State Sen. Nicole Akins Boyd of Oxford, who chaired the Senate Study Group on Women, Children and Families last year, wants to improve Mississippi’s First Steps early intervention program. “We’re not doing a good job on this,” she said on SuperTalk radio.
“The statistics came out that we were one of the worst in the country,” she said, pointing to just over 1,500 children served when between 10,000 and 12,000 needed services.
The Senate has passed a bill Boyd introduced that would establish a special task force to propose changes to improve and expand the existing First Steps program.
Five years ago the University of Mississippi Graduate Center for the Study of Early Learning, headed by the late Dr. Melody Musgrove and Dr. Cathy Grace (now retired) brought experts to Jackson to inform state leaders about the importance of early intervention.
“What one thing could Mississippi do to have a more competitive workforce, a healthier population, more college graduates, fewer welfare mothers, better school performance, fewer special needs children, less drug usage and pay for itself seven times over?” I wrote after attending the lectures.

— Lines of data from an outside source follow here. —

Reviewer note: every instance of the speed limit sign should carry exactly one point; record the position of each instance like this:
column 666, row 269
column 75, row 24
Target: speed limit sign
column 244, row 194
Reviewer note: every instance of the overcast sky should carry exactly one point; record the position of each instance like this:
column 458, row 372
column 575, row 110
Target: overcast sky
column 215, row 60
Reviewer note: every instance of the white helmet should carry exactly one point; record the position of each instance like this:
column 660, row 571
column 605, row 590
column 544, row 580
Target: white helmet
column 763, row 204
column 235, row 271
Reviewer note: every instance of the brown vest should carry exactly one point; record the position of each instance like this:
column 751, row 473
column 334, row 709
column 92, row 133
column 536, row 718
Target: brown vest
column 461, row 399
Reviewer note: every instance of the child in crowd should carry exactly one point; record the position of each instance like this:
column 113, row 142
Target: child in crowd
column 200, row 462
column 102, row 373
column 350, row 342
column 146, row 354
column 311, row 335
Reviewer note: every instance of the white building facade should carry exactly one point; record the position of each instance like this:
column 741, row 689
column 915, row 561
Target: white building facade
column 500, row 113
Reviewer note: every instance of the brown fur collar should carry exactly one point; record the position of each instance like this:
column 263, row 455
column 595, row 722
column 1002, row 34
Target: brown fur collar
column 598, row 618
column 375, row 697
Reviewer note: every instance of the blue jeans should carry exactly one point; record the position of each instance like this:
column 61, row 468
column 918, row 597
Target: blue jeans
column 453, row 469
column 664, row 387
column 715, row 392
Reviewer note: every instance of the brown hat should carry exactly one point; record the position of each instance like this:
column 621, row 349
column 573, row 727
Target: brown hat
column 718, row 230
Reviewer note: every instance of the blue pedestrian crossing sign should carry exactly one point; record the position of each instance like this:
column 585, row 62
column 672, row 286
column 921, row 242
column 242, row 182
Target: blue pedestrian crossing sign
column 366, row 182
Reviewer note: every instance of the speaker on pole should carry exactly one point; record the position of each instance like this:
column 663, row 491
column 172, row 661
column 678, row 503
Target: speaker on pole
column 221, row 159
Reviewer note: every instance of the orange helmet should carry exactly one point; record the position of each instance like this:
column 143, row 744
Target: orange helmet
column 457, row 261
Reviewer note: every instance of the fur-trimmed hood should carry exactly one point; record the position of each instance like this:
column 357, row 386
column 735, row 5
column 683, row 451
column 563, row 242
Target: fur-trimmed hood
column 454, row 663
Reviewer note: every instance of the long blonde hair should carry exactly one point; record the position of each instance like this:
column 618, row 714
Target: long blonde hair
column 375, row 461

The answer remains true today. “Improve cognitive development in at-risk children right from birth.”
Sound too good to be true? Science says otherwise. Cognitive development deals with fundamental brain skills that enable children to think, read, learn, remember, and pay attention. From these fundamental skills, children develop their capacities to speak, understand, calculate, interact, and deal with complex systems.
Long-term research has shown two things conclusively: 1) cognitive abilities get firmly set based on what happens to children during their first weeks and months after birth; and 2) targeted early interventions can make a profound difference.
This research was the life work of Drs. Craig and Sharon Ramey who began pioneering brain development research at the Civitan International Research Center at the University of Birmingham. By 2018 as distinguished research scholars and practitioners at the Virginia Tech Carilion Research Institute, the Rameys had pulled together over 40 years of scientific research and tracking to irrefutably show that "cognitive disabilities can be prevented in early childhood."
"The health, education, and well-being of children forecast the future of communities and states," said Dr. Craig Ramey. "If we don't get a significant sector of the population started early, it is hard to make a difference later."
Significant impacts from early interventions include leveling the playing field in educational performance for at-risk children, improving their college going rates by four to one, reducing their use of public assistance by five to one, and improving their average earnings by 50%. The cost-benefit analysis of these targeted interventions by Dr. James Heckman, Nobel Prize winning economist at the University of Chicago, showed a 7.3 to 1 return on investment by adulthood.
Hopefully, Sen. Boyd can finally spur action on this.
“Train up a child in the way he should go” – Proverbs 22:6.
Crawford is a syndicated columnist from Jackson.